Sake’s quest for a UK audience
Despite the limited awareness of sake among the general public, the IWC Award Winning Sake Tasting at the Japanese Embassy in London was heaving with sake lovers, enjoying the class and freshness of decorated, high-quality, chilled sakes. There’s a feeling that the category needs to reach a wider audience, but no-one seems to know how to achieve that.
Sam Harrop MW, champion of Japanese sake, and one of the Sake chairmen of the IWC, was effusive: “What we need is to get the wine trade behind this to create sales. It’s about to happen,” he opined. I really hope he’s right. I tasted sakes from all over Japan, served by enthusiastic and helpful producers who had come all this way for this occasion. There were the delicate, pale sakes from Dewazura Brewery in Yamagata; a more intense Junmai Daigingo from Asahi Shuzo in Yamaguchi and the full-bodied yet citrus Omachi rice sake from Fukuchiyo Shuzo in Saga.

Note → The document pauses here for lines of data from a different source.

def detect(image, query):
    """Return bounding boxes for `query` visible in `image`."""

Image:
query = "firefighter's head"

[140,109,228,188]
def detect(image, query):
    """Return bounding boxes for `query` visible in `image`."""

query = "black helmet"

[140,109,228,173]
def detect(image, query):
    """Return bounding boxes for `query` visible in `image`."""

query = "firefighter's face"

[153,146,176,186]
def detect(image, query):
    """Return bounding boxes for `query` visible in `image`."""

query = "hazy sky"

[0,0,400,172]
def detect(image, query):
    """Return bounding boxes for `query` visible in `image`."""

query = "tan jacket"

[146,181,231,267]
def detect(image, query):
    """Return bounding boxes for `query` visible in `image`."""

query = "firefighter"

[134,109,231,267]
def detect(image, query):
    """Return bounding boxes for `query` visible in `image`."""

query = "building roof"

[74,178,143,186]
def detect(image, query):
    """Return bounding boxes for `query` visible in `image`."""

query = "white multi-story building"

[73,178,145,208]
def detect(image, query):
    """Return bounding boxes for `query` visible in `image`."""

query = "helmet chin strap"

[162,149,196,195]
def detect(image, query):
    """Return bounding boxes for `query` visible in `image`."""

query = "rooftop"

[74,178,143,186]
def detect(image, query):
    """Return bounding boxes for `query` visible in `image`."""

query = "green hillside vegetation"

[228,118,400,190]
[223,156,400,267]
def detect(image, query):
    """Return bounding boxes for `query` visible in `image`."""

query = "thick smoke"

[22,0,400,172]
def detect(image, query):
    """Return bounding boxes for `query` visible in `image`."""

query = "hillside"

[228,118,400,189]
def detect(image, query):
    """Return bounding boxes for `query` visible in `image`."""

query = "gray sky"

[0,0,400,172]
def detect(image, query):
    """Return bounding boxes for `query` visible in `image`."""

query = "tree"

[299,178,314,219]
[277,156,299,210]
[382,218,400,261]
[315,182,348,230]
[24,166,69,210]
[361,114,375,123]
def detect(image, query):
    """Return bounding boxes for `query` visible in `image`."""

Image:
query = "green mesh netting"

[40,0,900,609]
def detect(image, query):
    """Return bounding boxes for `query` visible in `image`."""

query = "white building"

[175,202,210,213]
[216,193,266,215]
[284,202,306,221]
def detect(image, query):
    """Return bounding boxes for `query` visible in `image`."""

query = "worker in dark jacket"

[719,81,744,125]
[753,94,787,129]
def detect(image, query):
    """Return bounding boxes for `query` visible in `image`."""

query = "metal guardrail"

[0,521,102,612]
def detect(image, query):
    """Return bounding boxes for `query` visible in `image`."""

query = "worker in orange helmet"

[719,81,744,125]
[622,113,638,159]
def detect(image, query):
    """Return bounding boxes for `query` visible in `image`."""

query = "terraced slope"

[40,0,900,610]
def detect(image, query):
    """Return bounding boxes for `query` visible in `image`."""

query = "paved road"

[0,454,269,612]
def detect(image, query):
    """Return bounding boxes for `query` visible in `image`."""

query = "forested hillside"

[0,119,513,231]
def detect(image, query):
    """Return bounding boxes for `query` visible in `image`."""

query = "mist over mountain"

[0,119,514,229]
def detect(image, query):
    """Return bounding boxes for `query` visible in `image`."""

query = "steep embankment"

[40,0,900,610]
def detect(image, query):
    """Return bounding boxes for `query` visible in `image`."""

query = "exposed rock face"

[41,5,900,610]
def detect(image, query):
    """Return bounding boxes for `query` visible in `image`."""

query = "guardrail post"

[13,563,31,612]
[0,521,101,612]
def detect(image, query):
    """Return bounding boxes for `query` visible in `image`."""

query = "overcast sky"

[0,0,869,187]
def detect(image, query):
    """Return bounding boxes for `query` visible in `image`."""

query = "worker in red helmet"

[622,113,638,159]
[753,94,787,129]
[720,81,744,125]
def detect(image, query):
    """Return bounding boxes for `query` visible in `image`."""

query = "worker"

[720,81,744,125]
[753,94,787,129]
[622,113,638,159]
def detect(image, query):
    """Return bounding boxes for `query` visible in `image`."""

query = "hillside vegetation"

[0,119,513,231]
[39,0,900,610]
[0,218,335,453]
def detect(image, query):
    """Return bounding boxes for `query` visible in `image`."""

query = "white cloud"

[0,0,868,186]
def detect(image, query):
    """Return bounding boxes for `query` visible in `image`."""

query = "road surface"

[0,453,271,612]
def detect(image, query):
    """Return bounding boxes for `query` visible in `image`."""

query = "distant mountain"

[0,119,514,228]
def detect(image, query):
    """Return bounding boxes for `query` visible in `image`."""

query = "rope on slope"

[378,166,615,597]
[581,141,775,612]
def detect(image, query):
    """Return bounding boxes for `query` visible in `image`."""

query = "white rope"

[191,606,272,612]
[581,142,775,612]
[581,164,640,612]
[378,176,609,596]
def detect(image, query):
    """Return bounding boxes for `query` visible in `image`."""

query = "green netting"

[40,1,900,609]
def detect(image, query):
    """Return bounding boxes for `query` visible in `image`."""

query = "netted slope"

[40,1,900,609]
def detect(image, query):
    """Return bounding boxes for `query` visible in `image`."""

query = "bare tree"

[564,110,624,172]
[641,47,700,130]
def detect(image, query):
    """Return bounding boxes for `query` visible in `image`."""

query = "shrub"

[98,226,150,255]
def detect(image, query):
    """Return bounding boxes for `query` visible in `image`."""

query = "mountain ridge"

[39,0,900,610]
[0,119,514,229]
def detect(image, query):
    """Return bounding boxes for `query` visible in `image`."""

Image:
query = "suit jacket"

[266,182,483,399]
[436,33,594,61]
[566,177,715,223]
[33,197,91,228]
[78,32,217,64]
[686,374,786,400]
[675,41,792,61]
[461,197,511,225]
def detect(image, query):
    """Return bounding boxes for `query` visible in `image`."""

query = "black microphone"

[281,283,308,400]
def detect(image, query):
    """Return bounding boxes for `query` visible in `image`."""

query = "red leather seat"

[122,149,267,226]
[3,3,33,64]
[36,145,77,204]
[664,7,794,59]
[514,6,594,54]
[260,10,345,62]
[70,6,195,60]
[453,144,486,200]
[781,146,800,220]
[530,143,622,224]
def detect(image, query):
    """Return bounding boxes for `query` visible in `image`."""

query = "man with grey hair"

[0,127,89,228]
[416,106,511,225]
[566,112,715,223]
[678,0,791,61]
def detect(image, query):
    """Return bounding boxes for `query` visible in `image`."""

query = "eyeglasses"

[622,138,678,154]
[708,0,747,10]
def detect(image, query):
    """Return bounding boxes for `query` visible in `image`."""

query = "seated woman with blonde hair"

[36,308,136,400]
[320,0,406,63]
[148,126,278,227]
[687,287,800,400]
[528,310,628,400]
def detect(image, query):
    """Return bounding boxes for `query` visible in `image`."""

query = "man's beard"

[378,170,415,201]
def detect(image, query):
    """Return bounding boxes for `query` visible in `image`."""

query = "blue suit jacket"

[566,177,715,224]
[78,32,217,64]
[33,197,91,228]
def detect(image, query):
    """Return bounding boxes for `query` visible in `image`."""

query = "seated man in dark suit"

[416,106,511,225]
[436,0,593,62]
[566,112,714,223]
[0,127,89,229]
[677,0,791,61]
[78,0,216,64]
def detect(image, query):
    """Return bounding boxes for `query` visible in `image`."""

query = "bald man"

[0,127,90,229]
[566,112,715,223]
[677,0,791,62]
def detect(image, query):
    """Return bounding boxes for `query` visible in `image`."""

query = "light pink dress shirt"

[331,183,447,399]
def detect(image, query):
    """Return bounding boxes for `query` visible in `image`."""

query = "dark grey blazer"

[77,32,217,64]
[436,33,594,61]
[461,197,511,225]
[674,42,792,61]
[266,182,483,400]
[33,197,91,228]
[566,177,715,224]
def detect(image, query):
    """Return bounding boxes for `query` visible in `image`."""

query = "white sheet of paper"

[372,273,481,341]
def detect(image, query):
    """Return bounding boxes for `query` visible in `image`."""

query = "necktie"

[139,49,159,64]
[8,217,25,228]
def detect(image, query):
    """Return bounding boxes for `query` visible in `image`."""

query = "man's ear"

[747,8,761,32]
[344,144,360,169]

Then there were two oddities, exotic koshu sakes, aged to reveal flavours much more akin to Sherry than sake: from Enoki Shuzo (“The King of Koshu”, according to Harrop) in Hiroshima came a Koshu Kijoshu aged for 8 years, which showed amontillado Sherry flavours, very nutty, and gunflint aromas; from Katoukitchibee Shouten in Fukui was Born Koshu, aged for 10 years in French oak, with caramel, smoky, and aldehydic palate with a sweet attach, yet dry finish, similar to a dry oloroso. I had never come across a sake aged so long in oak, but we are all still novices in this field, even after several years of study. These sakes are varied, interesting drinks, worthy of a wider audience.
A quick internet search gives the picture among the multiples: Waitrose sells Sawanotsuru Deluxe Sake, with no product information other than that it is made from rice and water (which is reassuring, no rocket-fuel mentioned). Tesco seems to have dropped the distinctly ordinary Choya Sake they used to sell, thank goodness, but show Doragon Sake, which isn’t even Japanese – it’s made in the Netherlands. I gave up the search in despair after that. At present, a few enlightened independent retailers and “Western” restaurants sell interesting ones, but the bulk of sales come from the niche corner of Japanese restaurants, which puts it a way away from mainstream.
An interesting market comparison is provided by Oke Nordgren, a Swedish sake importer, and on the sake panel at the IWC. He has been importing wine in Sweden for ages, but discovered sake, and, after a few years dealing in both, started devoting all his time to fine Japanese sake in 2007. He, too, sees himself on a learning curve: “Since devoting myself full time to this wonderful drink, I have tasted more than 5,500 sakes”, he said, “and I am still learning.” He also suggested that producers learning to make sakes which are more attuned to Western palates: fruitier and fresher.
The Swedes are more inquisitive and nerdy about wine, and this rigour has moved into sake. Go to the website of the Systembolaget, the Swedish alcohol retail monopoly, and you find no less than 12 different sakes, both Japanese and American; and bear in mind this is a government-run, boring and old-fashioned retailer with stores in every village and town in Sweden. They are still well behind the US in terms of awareness and availability, but even so they are in a different league to us, and we could learn from them.
Americans have a huge Japanese population, which has driven their sake interest, but the Swedes don’t; instead, they have Oke Norgren, sake champion of the Swedish wine trade, spreading the gospel to good effect. In the UK we have Sam Harrop, among others, but the gospel so far seems to have spread out from its Japanese base only to a niche of wine nerds like myself. We talk a fair amount about sake, I even present a sake tasting occasionally to interested amateurs, or at the launch party of a Japanese car, but how many cars can you launch in any given year?
I would love Sam to be right that sake is the “Next Big Thing” (he didn’t say that, by the way, I just wanted to see what it looks like). The wine trade needs to rally round this wonderful, interesting product. Sure, there is customer resistance; it’s an acquired taste, best served with food; many people still think it’s a spirit; it doesn’t cost £4.99 a bottle; or they’ve only experienced the warmed rocket fuel previously masquerading as sake. Blossom Hill is an easier sell.
Sake is a hard sell, but I have had brief moments of reward (that’s intellectual reward, by the way, not the financial variety as yet) when I serve a chilled gingo style, fragrant sake with a simple, unctuous, perfectly oily slice of salmon, and see a flash of recognition in my audience’s eyes: “So that’s what he was banging on about!”
Oke Norgren treated us to a five-minute rapid-fire summary of the effects that the different operations in production have on the final taste of a sake (and there are, believe me, a lot of them). “If you’re ever bored or lonely one evening, give me a call, and I’ll fill your evening with sake facts”, he promised. Maybe we need to take him up on his offer.